Kung Fu Panda 2
I think I may have actually nodded off during "Kung Fu Panda 2." This is surprising for two reasons — because I have never fallen asleep in a movie theater before and because it happened not during the talky scenes but in the middle of the martial-arts action.
It may amount to no more than 10 seconds I missed, but I still feel compelled to report it. I've sat near famous critics who snored halfway through a screening, and it troubled me when that didn't show up in their review. It may be largely subjective, but movie criticism is still journalism, so it's our duty to report the whole of our experience of a film.
To wit: "Panda 2" literally put me to sleep — albeit very briefly.
I'm not an ingrained panda-hater; I very much enjoyed the first film from 2008. The mix of excellently detailed CG animation and goofy kid-friendly humor made for a jolly good time that appealed to adults as well as tykes.
But the sequel is just going through the motions. The comedy is again built around the slacker sweetness of Po, an animated version of Jack Black as a tubby panda. It worked last time around because he was a nobody poser who dreamed of fighting alongside the Ferocious Five: Tigress (Angelina Jolie), Monkey (Jackie Chan), Mantis (Seth Rogen), Viper (Lucy Liu) and Crane (David Cross).
But as we learned at the end of the last film, Po completed his unlikely journey to become the Dragon Warrior, the culmination of kung fu mastery. His pratfalls and clumsy antics don't jibe now that he's the baddest bear in the land.

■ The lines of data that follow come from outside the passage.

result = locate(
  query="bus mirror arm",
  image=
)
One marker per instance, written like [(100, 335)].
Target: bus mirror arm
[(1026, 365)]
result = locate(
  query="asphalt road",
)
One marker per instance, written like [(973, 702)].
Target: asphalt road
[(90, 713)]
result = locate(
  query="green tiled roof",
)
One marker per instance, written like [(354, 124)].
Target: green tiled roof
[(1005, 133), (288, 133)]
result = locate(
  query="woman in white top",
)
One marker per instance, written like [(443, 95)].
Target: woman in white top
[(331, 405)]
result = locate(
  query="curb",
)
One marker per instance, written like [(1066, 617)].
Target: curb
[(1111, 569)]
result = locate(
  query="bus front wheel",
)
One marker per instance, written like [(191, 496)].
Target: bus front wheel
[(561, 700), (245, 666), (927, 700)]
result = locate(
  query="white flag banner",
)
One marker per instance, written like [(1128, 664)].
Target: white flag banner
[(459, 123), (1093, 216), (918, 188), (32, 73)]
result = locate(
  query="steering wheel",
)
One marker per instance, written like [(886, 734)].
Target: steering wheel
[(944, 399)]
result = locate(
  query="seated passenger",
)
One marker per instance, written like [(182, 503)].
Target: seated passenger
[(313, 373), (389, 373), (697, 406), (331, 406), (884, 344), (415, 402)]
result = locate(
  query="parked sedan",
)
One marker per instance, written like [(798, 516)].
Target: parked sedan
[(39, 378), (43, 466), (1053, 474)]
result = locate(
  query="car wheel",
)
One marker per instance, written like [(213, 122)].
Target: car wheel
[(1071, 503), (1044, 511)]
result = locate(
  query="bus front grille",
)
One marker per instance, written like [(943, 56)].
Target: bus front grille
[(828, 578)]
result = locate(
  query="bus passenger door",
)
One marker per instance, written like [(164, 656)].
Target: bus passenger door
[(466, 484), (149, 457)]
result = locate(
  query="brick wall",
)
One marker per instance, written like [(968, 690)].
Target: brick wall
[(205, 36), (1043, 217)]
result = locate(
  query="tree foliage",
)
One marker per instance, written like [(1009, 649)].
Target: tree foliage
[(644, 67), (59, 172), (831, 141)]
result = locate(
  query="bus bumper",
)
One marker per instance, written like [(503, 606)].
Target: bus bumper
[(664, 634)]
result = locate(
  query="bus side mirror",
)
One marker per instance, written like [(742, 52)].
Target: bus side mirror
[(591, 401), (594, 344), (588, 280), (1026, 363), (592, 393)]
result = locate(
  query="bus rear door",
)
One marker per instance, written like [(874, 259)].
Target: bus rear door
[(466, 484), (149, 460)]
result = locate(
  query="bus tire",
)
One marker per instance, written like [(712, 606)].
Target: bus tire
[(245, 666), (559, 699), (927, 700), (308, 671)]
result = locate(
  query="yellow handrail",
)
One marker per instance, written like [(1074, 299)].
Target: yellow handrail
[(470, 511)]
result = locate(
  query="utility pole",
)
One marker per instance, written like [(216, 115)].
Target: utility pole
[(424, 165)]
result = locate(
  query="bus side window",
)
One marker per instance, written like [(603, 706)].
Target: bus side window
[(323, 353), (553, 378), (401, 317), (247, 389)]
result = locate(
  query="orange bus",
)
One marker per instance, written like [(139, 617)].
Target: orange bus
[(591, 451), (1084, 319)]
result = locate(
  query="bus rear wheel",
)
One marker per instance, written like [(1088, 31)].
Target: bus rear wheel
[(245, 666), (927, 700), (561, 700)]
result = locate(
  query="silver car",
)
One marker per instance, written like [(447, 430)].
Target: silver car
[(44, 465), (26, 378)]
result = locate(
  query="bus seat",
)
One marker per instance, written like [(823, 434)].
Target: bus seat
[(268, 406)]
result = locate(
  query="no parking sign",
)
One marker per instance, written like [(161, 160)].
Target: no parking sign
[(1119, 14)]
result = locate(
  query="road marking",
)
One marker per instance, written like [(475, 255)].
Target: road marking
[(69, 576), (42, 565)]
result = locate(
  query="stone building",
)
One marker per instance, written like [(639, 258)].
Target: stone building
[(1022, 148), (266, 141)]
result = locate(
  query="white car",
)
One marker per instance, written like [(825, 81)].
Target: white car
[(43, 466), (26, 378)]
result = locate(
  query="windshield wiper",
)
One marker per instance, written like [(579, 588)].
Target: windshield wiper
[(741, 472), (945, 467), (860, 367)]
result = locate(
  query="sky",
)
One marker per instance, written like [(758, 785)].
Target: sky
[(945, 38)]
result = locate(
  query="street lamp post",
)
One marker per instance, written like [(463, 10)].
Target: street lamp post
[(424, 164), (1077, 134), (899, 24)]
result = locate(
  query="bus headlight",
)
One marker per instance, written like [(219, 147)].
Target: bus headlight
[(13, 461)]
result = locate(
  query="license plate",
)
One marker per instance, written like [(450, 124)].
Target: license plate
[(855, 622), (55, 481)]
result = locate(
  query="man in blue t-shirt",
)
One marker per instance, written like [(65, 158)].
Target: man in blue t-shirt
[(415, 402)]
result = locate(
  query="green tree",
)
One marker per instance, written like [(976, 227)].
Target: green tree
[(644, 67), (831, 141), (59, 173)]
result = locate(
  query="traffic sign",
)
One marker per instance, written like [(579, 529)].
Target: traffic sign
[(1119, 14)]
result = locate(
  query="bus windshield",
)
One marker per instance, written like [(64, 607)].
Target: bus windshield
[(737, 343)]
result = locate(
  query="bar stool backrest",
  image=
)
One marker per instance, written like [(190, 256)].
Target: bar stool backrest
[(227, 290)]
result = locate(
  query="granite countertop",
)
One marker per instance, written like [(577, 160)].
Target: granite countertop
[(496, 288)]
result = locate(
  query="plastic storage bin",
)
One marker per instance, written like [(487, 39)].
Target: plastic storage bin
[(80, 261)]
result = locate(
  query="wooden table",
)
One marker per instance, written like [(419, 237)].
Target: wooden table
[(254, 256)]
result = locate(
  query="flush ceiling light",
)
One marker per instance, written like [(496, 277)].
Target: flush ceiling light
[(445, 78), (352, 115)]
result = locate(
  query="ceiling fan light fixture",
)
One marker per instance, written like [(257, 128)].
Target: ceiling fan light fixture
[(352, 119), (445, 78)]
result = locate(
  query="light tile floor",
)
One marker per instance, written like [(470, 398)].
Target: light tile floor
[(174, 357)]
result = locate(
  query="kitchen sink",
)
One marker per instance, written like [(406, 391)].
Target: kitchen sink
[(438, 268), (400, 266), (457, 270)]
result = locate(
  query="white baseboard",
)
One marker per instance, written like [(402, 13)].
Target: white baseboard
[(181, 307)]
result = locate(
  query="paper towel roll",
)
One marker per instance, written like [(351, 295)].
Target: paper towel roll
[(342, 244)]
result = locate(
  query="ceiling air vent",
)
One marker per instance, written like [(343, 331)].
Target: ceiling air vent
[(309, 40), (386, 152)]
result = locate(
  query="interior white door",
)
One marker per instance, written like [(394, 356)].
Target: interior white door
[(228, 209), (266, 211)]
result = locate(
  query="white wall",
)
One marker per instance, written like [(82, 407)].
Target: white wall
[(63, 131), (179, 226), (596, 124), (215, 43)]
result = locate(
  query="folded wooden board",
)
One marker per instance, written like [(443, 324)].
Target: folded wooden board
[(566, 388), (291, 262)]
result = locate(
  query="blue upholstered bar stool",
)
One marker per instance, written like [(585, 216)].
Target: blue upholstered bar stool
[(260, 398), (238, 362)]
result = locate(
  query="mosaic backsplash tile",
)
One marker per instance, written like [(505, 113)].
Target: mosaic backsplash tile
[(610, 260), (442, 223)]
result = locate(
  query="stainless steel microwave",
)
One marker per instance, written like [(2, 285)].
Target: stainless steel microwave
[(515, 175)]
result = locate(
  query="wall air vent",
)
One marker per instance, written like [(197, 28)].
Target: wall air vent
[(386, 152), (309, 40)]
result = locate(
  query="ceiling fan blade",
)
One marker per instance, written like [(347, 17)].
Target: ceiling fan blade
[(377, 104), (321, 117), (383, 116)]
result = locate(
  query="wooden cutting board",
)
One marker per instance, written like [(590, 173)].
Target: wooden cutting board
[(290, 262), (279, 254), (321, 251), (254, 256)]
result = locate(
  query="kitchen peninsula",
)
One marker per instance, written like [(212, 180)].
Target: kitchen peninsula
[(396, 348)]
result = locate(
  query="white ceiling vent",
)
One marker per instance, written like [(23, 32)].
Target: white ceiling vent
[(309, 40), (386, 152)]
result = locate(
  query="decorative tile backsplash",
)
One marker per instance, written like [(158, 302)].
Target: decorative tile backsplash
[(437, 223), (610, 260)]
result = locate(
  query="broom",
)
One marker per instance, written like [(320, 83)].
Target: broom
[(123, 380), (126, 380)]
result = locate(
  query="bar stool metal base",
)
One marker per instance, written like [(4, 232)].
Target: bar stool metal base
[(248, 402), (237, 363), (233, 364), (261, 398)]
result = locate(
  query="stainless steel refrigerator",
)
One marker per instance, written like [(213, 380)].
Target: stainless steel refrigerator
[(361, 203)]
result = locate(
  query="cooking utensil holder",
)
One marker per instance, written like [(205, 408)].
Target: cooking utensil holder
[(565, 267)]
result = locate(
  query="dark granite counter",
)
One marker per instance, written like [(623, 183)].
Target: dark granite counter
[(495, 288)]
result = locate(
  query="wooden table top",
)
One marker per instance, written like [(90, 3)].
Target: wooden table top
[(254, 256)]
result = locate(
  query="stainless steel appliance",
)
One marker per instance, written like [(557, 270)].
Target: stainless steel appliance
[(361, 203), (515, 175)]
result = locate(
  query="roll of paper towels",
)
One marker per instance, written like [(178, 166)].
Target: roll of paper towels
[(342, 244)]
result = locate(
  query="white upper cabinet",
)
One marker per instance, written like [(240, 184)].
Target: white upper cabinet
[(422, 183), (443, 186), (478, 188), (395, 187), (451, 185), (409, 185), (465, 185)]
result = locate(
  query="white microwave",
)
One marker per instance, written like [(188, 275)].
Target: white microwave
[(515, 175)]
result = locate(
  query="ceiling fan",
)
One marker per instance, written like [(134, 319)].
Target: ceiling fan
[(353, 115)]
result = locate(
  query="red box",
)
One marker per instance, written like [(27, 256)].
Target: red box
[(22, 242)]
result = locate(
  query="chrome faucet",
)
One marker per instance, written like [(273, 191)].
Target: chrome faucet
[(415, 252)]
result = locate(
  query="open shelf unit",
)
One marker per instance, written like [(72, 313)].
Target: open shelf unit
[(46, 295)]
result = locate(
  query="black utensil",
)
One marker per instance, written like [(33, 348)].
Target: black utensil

Although I must say that for the beast who's supposed to be the best of the best, both Tigress and their teacher, Shifu, still seem to have his number.
Speaking of Shifu, voiced by Dustin Hoffman, he's kind of kicked to the curb in the sequel, showing up for a few scenes near the beginning and end. He speaks cryptically about a new threat that could "destroy kung fu," which is like saying you're going to destroy gardening. Even if you kill all the best gardeners, there's still going to be plenty of people around who know a thing or two. Same with chop-socky.
The new villain is Lord Shen, a peacock who dreams of conquering all of China. He's well on his way to doing it, too, thanks to a new invention: the cannon. (For a brief time, the movie had a subtitle, "The Kaboom of Doom," that seems to have evaporated.)
Gary Oldman does a good job making Shen a somewhat sympathetic figure with some parental abandonment issues. He's also a lot more menacing than you might imagine a brightly hued peacock could be — for those cascading feathers hide a small arsenal of knives.
Screenwriters/producers Jonathan Aibel and Glenn Berger, who also wrote the original film, make the unwise choice of giving Po some backstory to explore. Po has a goose for a father, and one thing I liked about the first movie was that no one seemed to question this ornithological oddity.
But now Po is sent to chase after the memory of his missing parents, and it gives the sequel a downbeat vibe that sucks the life out of the lighter material.
Rookie director Jennifer Yuh's fight scenes don't have the crisp clarity of the last movie — the action is either flying by too fast or they dial up the slo-mo so far it's like we're stuck in molasses.
But mostly "Kung Fu Panda 2" just lacks the novelty of the original, which found a sweet spot in between martial arts and goofy animated critters and milked it for every last laugh. This one feels like leftovers that have curdled.